В сферу обязанностей Р. Харитонова входило исполнение проектов украшений с бриллиантами, ювелирных изделий и сувениров из серебра. Знакомство с личным архивом художника, включающим проекты, эскизы, фотографии работ, позволило проследить, как происходил этот процесс освоения классики и развития новых идей в творчестве художника. Первое, что поражает при знакомстве с этими проектами – это прекрасное чувство материала и понимание специфики ювелирного искусства, что кажется особенно удивительным, когда вспоминаешь, что в «Мухе» художники не получали специальных знаний по ювелирному делу. Сам автор признавался, что помогала крепкая школа рисунка и понимание композиционных основ, полученных в училище. Освоение же специфики работы с драгоценными металлами, камнем происходило под непосредственным руководством мастеров, работавших на фабрике.

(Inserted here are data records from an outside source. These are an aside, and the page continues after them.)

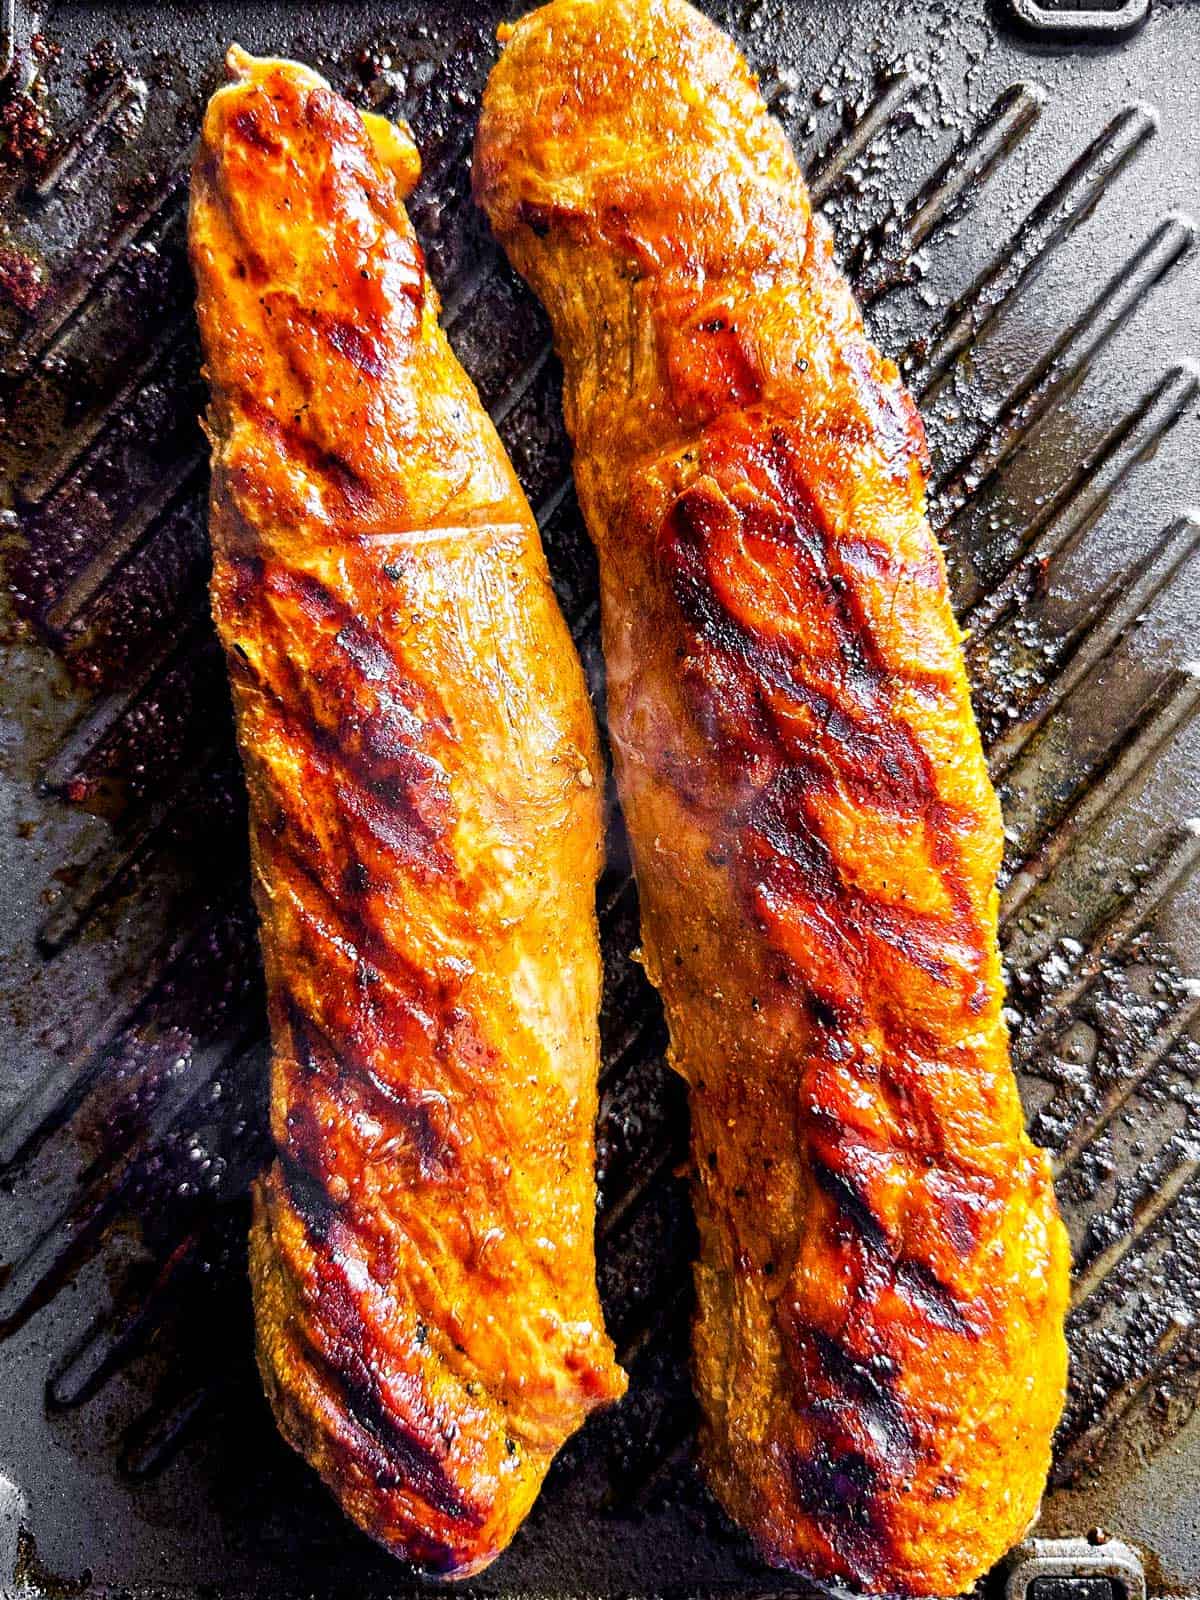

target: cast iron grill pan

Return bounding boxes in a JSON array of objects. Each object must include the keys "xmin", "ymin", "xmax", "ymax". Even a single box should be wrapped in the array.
[{"xmin": 0, "ymin": 0, "xmax": 1197, "ymax": 1594}]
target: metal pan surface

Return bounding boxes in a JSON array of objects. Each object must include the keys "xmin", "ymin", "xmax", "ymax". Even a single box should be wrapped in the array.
[{"xmin": 0, "ymin": 0, "xmax": 1197, "ymax": 1594}]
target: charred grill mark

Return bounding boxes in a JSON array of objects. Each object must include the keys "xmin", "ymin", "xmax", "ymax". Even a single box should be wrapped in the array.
[
  {"xmin": 657, "ymin": 418, "xmax": 985, "ymax": 1003},
  {"xmin": 282, "ymin": 1086, "xmax": 339, "ymax": 1183},
  {"xmin": 807, "ymin": 990, "xmax": 851, "ymax": 1037},
  {"xmin": 286, "ymin": 1062, "xmax": 460, "ymax": 1203},
  {"xmin": 259, "ymin": 813, "xmax": 426, "ymax": 998},
  {"xmin": 839, "ymin": 342, "xmax": 928, "ymax": 475},
  {"xmin": 515, "ymin": 196, "xmax": 579, "ymax": 239},
  {"xmin": 232, "ymin": 105, "xmax": 282, "ymax": 157},
  {"xmin": 856, "ymin": 900, "xmax": 954, "ymax": 987},
  {"xmin": 663, "ymin": 486, "xmax": 870, "ymax": 778},
  {"xmin": 750, "ymin": 776, "xmax": 841, "ymax": 895},
  {"xmin": 279, "ymin": 971, "xmax": 459, "ymax": 1188},
  {"xmin": 336, "ymin": 1382, "xmax": 481, "ymax": 1532},
  {"xmin": 747, "ymin": 774, "xmax": 966, "ymax": 991},
  {"xmin": 295, "ymin": 1244, "xmax": 482, "ymax": 1528},
  {"xmin": 238, "ymin": 397, "xmax": 377, "ymax": 521},
  {"xmin": 264, "ymin": 861, "xmax": 476, "ymax": 1209},
  {"xmin": 893, "ymin": 1258, "xmax": 980, "ymax": 1340},
  {"xmin": 226, "ymin": 549, "xmax": 265, "ymax": 607},
  {"xmin": 266, "ymin": 824, "xmax": 570, "ymax": 1404},
  {"xmin": 361, "ymin": 1066, "xmax": 457, "ymax": 1184},
  {"xmin": 836, "ymin": 534, "xmax": 940, "ymax": 590},
  {"xmin": 330, "ymin": 612, "xmax": 397, "ymax": 685},
  {"xmin": 286, "ymin": 993, "xmax": 340, "ymax": 1078},
  {"xmin": 270, "ymin": 886, "xmax": 471, "ymax": 1195},
  {"xmin": 226, "ymin": 558, "xmax": 455, "ymax": 881},
  {"xmin": 261, "ymin": 564, "xmax": 427, "ymax": 718},
  {"xmin": 297, "ymin": 305, "xmax": 388, "ymax": 379},
  {"xmin": 337, "ymin": 776, "xmax": 453, "ymax": 882},
  {"xmin": 803, "ymin": 1330, "xmax": 916, "ymax": 1469},
  {"xmin": 216, "ymin": 77, "xmax": 428, "ymax": 436},
  {"xmin": 926, "ymin": 1170, "xmax": 987, "ymax": 1260},
  {"xmin": 783, "ymin": 1437, "xmax": 892, "ymax": 1581},
  {"xmin": 253, "ymin": 795, "xmax": 388, "ymax": 978},
  {"xmin": 811, "ymin": 1153, "xmax": 891, "ymax": 1257},
  {"xmin": 809, "ymin": 1151, "xmax": 981, "ymax": 1343},
  {"xmin": 280, "ymin": 1154, "xmax": 336, "ymax": 1245},
  {"xmin": 274, "ymin": 1093, "xmax": 488, "ymax": 1535}
]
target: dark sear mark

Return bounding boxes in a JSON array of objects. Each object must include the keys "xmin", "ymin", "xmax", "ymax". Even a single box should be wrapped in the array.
[
  {"xmin": 237, "ymin": 398, "xmax": 379, "ymax": 522},
  {"xmin": 225, "ymin": 555, "xmax": 455, "ymax": 881},
  {"xmin": 321, "ymin": 312, "xmax": 388, "ymax": 378},
  {"xmin": 656, "ymin": 414, "xmax": 980, "ymax": 959},
  {"xmin": 784, "ymin": 1436, "xmax": 893, "ymax": 1581},
  {"xmin": 279, "ymin": 984, "xmax": 459, "ymax": 1189},
  {"xmin": 268, "ymin": 1159, "xmax": 481, "ymax": 1534},
  {"xmin": 938, "ymin": 1189, "xmax": 985, "ymax": 1260},
  {"xmin": 280, "ymin": 1153, "xmax": 336, "ymax": 1244},
  {"xmin": 232, "ymin": 105, "xmax": 283, "ymax": 156},
  {"xmin": 299, "ymin": 1275, "xmax": 483, "ymax": 1531},
  {"xmin": 810, "ymin": 1153, "xmax": 892, "ymax": 1258},
  {"xmin": 800, "ymin": 1328, "xmax": 917, "ymax": 1470},
  {"xmin": 893, "ymin": 1258, "xmax": 981, "ymax": 1340},
  {"xmin": 807, "ymin": 1152, "xmax": 983, "ymax": 1346}
]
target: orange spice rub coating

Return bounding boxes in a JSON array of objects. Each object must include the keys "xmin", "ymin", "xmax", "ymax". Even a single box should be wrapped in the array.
[
  {"xmin": 474, "ymin": 2, "xmax": 1070, "ymax": 1591},
  {"xmin": 189, "ymin": 49, "xmax": 624, "ymax": 1578}
]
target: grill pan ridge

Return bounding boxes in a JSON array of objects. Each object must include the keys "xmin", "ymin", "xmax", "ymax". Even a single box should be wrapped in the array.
[{"xmin": 0, "ymin": 0, "xmax": 1198, "ymax": 1596}]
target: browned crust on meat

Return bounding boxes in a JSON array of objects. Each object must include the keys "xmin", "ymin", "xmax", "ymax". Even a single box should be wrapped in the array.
[
  {"xmin": 190, "ymin": 47, "xmax": 625, "ymax": 1578},
  {"xmin": 474, "ymin": 2, "xmax": 1070, "ymax": 1592}
]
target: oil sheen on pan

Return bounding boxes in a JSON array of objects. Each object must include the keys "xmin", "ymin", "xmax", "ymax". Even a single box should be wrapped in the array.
[
  {"xmin": 474, "ymin": 0, "xmax": 1072, "ymax": 1592},
  {"xmin": 188, "ymin": 48, "xmax": 625, "ymax": 1578}
]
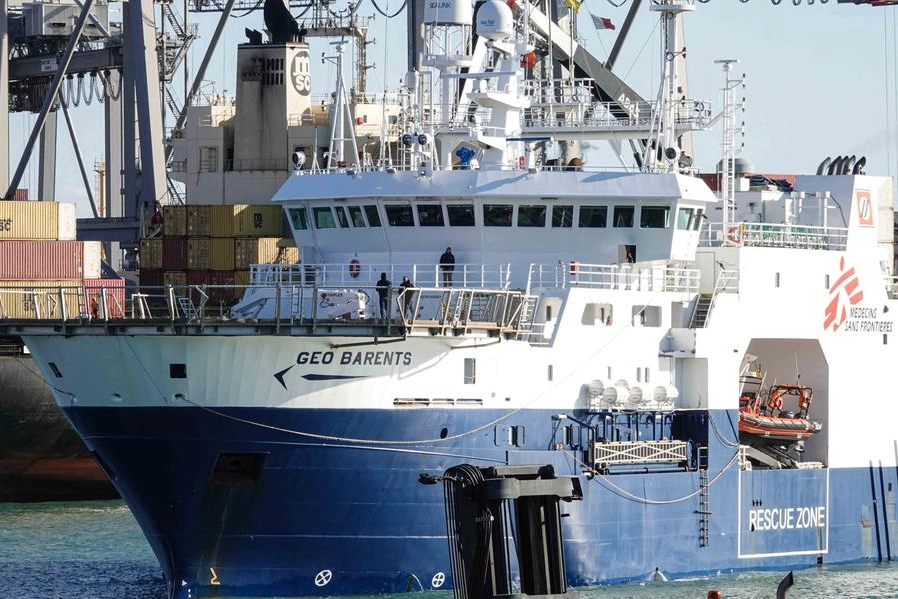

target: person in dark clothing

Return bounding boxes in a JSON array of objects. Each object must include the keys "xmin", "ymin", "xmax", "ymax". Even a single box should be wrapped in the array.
[
  {"xmin": 399, "ymin": 276, "xmax": 414, "ymax": 318},
  {"xmin": 375, "ymin": 272, "xmax": 391, "ymax": 319},
  {"xmin": 439, "ymin": 247, "xmax": 455, "ymax": 286}
]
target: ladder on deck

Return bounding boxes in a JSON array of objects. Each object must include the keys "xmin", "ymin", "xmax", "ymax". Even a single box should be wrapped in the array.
[{"xmin": 690, "ymin": 294, "xmax": 714, "ymax": 328}]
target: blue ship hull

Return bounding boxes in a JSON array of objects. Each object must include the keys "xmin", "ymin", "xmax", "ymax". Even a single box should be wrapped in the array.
[{"xmin": 65, "ymin": 404, "xmax": 891, "ymax": 599}]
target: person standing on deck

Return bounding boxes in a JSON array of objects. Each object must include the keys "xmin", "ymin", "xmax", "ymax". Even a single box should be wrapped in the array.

По воспоминаниям Р. Харитонова проекты украшений из драгоценных металлов выполнялись обычно «под камень». Фабрика, получив уникальные драгоценные камни, давала художнику задание выполнить под них проект украшения. Анализируя работы Р. Харитонова рубежа 1950-х-1960-х гг., мы видим, как постепенно художник освобождается от многословности, вырабатывает собственный стиль. Декоративный эффект его украшений строится на деликатном обрамлении металлом крупного центрального камня, как это делалось в эпоху классицизма. Но эти влияния уже переосмыслены автором, и по рисунку ажурной оправы или необычному срезу камня, понимаешь, что перед тобой современное украшение.
Борис Павлов. Брошь «Мхи». Ленинград. 1985. Мельхиор, моховой агат, пайка, патинирование. 4,1 × 3,5 × 1,5 см. Собственность автора
Вера Чернова. Комплект «Лагуна»: гривна, брошь. Санкт-Петербург. 1991. Мельхиор, кость, смешанная техника, монтировка. Гривна: 28 × 16 × 2 см. Брошь: 9 × 12 × 1,3 см. Государственный музейно-выставочный центр «РОСИЗО». КП 31426/1, 2
Тяготение к классически четкой и ясной форме, мотивы античности, архитектуры и скульптуры Петербурга, появившиеся в ранних работах Р. Харитонова, останутся в его творчестве определяющими и в последующие годы. Но параллельно появятся и экспериментальные работы, выполненные в контексте поисков минималистского, «очищенного» пластического языка, пространственно-кинетических идей, увлекавших в те годы многих ведущих европейских ювелиров. Однако, если европейские мастера шли к поставленной цели, прежде всего, через конструирование отвлеченных, абстрактных форм, работали на эффектах новых технологий и материалов, (Эмми Ван Леерзум, Сигурд Перссон, Фридрих Беккер и др.), то у Р. Харитонова образ, пластическое решение, вырастали из переосмысления конкретных форм и объектов. Поэтому, несмотря на «обнаженную» геометричность некоторых работ тех лет, в них есть «следы цивилизаций», ощущение внутреннего импульса, животворящего источника.
Работая долгое время в ювелирной промышленности, Р. Харитонов никогда не замыкался в рамках создания образцов для тиражной продукции. Параллельно он принимал самое активное участие в выставках Союза художников, был одним из тех, кто отстаивал право ювелира на свободное творчество.